Origins
The origin of Ka-tzetnik's story is not clear. Some say it is based on a diary kept by a young Jewish girl who was captured in Poland when she was fourteen years old and forced into sexual slavery in a Nazi labour camp. However, the diary itself has not been located or verified to exist. Others claim, and the author suggests as much in his later book Shivitti, that it is based on the actual history of Ka-tzetnik's younger sister (House of Dolls is about the sister of Ka-tzetnik's protagonist, Harry Preleshnik). However, Ka-tzetnik did not have a sister in real life.
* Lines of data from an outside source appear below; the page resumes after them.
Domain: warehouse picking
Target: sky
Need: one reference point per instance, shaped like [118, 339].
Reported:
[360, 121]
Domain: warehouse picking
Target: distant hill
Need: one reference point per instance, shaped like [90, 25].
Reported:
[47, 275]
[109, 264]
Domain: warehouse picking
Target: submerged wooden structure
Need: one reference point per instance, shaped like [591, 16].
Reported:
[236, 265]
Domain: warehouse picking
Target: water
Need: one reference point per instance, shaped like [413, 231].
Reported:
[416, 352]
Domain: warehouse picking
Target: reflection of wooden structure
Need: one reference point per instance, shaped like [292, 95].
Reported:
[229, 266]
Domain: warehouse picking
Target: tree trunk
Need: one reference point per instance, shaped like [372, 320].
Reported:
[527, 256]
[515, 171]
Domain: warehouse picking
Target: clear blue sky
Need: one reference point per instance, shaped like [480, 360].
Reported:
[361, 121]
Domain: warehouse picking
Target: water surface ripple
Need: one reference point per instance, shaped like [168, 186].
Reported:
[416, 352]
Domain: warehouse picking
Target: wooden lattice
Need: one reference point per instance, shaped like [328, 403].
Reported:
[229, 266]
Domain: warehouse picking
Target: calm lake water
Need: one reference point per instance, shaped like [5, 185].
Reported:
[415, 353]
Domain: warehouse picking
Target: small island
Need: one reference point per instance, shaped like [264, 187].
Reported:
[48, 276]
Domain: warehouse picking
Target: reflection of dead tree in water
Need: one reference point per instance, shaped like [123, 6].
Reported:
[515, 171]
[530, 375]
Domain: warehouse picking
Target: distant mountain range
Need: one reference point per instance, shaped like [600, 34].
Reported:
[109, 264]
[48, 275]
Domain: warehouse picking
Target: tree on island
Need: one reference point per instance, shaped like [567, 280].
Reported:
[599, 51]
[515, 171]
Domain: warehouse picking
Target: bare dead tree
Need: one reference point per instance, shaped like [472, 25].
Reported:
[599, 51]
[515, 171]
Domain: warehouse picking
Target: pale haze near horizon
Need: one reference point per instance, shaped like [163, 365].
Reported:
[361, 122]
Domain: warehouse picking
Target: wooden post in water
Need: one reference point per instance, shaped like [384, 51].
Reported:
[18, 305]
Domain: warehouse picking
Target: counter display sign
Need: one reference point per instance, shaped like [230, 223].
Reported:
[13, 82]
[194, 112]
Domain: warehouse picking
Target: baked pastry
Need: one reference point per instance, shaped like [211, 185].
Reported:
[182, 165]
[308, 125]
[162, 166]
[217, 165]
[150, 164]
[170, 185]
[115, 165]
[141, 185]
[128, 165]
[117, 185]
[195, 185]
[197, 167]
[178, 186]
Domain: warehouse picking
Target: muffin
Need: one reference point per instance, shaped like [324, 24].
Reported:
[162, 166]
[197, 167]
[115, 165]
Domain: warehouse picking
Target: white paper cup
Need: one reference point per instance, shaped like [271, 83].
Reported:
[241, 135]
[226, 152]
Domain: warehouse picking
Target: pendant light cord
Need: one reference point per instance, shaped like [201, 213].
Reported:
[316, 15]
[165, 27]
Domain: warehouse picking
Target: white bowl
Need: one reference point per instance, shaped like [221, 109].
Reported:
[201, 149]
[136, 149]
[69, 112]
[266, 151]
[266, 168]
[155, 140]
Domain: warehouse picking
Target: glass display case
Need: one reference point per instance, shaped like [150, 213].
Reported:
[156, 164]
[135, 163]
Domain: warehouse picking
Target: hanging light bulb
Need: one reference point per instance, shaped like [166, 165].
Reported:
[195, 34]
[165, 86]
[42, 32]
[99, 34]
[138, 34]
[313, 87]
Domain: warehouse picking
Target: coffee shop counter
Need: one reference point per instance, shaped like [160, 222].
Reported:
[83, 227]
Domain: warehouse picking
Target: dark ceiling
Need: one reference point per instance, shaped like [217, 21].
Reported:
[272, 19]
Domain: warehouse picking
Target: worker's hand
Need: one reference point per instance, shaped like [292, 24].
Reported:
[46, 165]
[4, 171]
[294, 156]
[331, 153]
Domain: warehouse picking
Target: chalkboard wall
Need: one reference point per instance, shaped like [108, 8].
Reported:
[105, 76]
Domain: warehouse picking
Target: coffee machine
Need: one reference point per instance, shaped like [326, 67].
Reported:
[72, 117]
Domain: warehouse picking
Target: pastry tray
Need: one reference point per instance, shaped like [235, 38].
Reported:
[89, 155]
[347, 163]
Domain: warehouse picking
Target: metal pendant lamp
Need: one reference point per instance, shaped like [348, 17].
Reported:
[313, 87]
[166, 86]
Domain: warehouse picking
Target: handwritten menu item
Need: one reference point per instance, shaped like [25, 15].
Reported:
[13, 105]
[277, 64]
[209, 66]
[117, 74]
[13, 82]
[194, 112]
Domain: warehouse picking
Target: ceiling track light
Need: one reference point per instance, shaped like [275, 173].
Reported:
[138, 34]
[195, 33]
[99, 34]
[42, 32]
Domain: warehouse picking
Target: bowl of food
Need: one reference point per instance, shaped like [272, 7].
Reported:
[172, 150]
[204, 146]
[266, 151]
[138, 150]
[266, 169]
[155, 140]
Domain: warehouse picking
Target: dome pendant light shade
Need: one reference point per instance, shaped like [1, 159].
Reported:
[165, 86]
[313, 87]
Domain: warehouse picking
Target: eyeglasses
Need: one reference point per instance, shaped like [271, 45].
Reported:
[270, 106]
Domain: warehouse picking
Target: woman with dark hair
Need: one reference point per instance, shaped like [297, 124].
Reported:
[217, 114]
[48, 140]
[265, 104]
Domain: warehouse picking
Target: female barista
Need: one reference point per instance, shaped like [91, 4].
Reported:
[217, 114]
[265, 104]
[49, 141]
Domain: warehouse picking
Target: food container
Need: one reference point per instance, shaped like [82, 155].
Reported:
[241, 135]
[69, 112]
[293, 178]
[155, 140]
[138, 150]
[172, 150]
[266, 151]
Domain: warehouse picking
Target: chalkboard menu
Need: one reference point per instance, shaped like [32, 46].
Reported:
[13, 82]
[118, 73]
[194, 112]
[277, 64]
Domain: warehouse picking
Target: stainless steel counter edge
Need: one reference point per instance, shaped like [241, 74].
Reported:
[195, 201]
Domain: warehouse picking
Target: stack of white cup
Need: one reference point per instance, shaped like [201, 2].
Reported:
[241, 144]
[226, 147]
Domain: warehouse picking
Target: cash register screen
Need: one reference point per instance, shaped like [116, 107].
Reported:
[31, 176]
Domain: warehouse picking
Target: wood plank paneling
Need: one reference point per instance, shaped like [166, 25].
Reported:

Between 1942 and 1945, Auschwitz and nine other Nazi concentration camps contained brothels (Freudenabteilung "Joy Division"), mainly used to reward cooperative non-Jewish inmates. Not only prostitutes were forced to work there. In the documentary film, Memory of the Camps, a project supervised by the British Ministry of Information and the American Office of War Information during the summer of 1945, camera crews filmed women who had been forced into sexual slavery for the use of guards and favored prisoners. The film makers stated that as the women died they were replaced by women from the concentration camp Ravensbrück.
The book Stella: One Woman's True Tale of Evil, Betrayal, and Survival in Hitler's Germany, a biography of Stella Goldschlag, says she was threatened with being forced into sexual slavery unless she cooperated with the Nazis.